Katherine McConnell

Brighte’s growth trajectory shows no sign of slowing as the green financier’s ranks swell to 180 after dropping to 80 at the start of the pandemic. Plans are now to grow to 300-350 in the next 12 months.

“We have about 50 open roles advertised,” Brighte founder and chief executive officer Katherine McConnell said.

The company’s buy-now-pay-later financing option for solar and other green home improvements has proven popular, with company’s customers surging from 80 to 110,000 in just four years.

In the last month the company hit $1 billion worth of applications. While not all approved, Ms McConnell said this number is important because it signals the interest from customers and illustrates the scalability of the platform.

After fanning the flames of Australia’s rapid rooftop solar adoption, the company is now taking on the country’s sluggish battery uptake.

Late last year the company raised an additional $100 million in a capital raise led by Grok Ventures, the investment company of Mike and Annie Cannon-Brookes, to set itself up as a “gen-tailer” that will help customers tap into the money-making potential of batteries.

Ms McConnell told The Fifth Estate that she founded the business after she got her first battery in 2015. At that time she was an early adopter of batteries and she recalls an arduous, paperwork-heavy process that took three days to get the battery installed. The upfront cost was also steep at $14,500 for a small 6KW battery.

She imagined that if the upfront cost barrier was removed and the purchase price aligned with the payback period, as per the buy-now-pay-later payment plans her company offered, other households would follow suit and install a battery within the next few years.

But that never eventuated: although there are now 3 million homes with rooftop solar, only around 110,000 have batteries.

While finance proved to be the main barrier holding back solar installations, the reasons behind slow household battery adoption are more complicated.

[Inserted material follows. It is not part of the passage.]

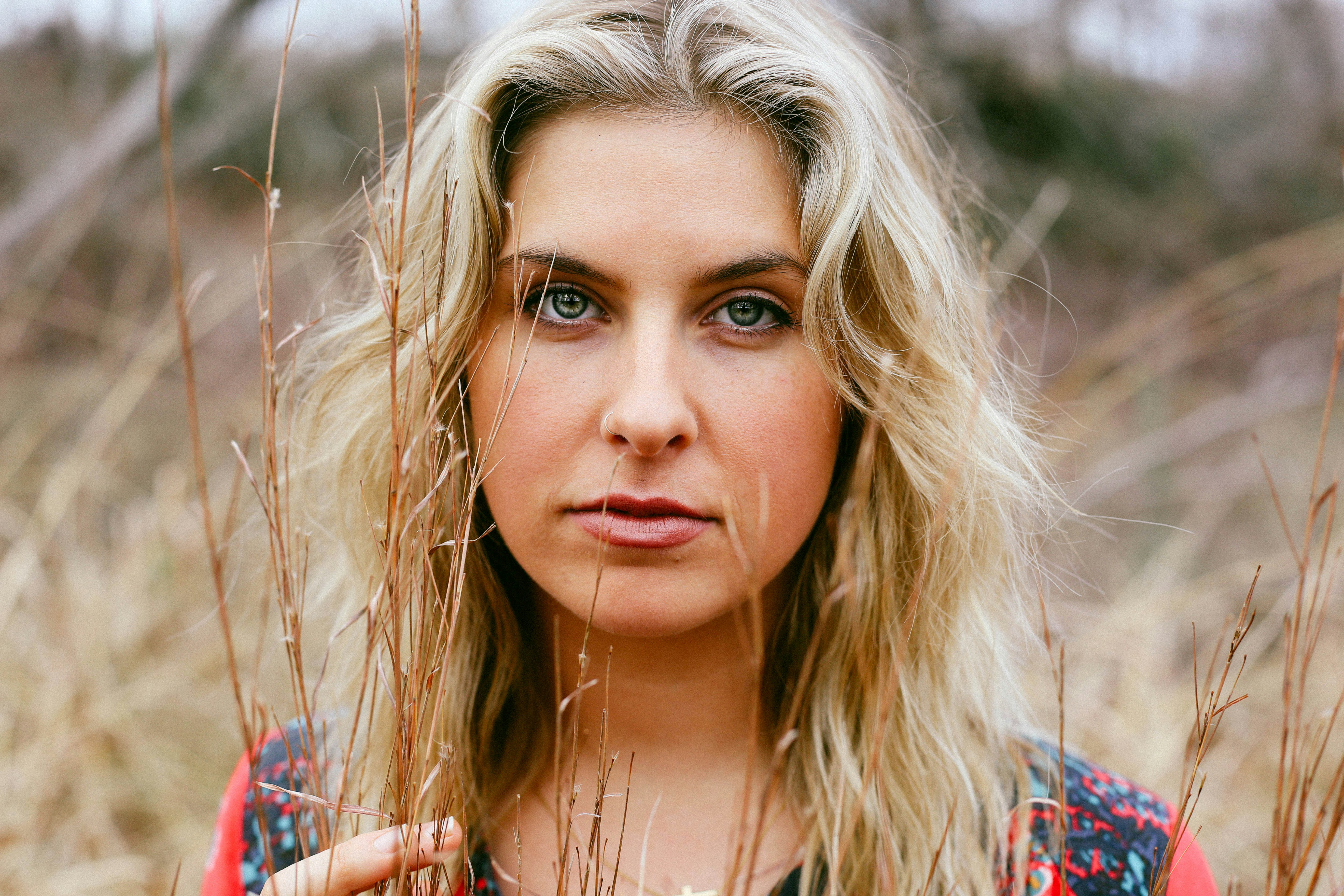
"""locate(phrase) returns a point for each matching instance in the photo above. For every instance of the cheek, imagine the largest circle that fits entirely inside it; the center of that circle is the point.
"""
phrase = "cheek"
(541, 438)
(784, 434)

“Although batteries can generate revenue streams, these are not packaged into the price in the same way they are for solar.”

Solar customers benefit from small-scale technology certificates and feed-in-tariffs from energy retailers. Batteries also generate financial value, such as arbitrage where batteries charge when prices are low and discharge to generate energy when prices are high, but these revenue streams are more difficult to communicate to customers.

Unlocking this value boiled down to packaging up these streams neatly for customers and offering it through a gen-tailing model where customers own the energy assets and pay the company back over time. The company will be their customer’s energy retailer with the intention of helping them realise revenue from their solar and batteries.

The company now has some different pilots and is testing them with the plan to go public next year.

“We are really excited about making a dent in accelerating uptake in batteries.”

Ms McConnell says electrification will be next.

“It’s looking at all the different appliances in the home and making them more efficient and potentially controlling them for affordability outcomes for the household and the wider community.”

Afterpay, but for solar

At the moment the company makes its revenue through two credit and finance products.

The flagship product is a buy-now-pay-later, zero interest payment plan.

The company is able to charge the customer because the vendors (the companies that install the solar systems etcetera) pay a fee that covers the cost of finance for the consumer.

The vendor is incentivised to join the scheme because Brighte takes on the risk and helps its vendors convert sales, source leads and get paid quicker. The amount the vendor pays depends on the term: a higher term means a higher fee. There are also volume discounts for top vendors. 

The customer does also pay some fees. There’s a weekly account keeping fee and missed payment fees, but these are capped at no more than 10 times a year (no more than $50 a year).

The company also offers credit loans that have different interest depending on whether the loan is for a green upgrade or other purpose. Green loans have slightly lower interest rates than the generic personal loans.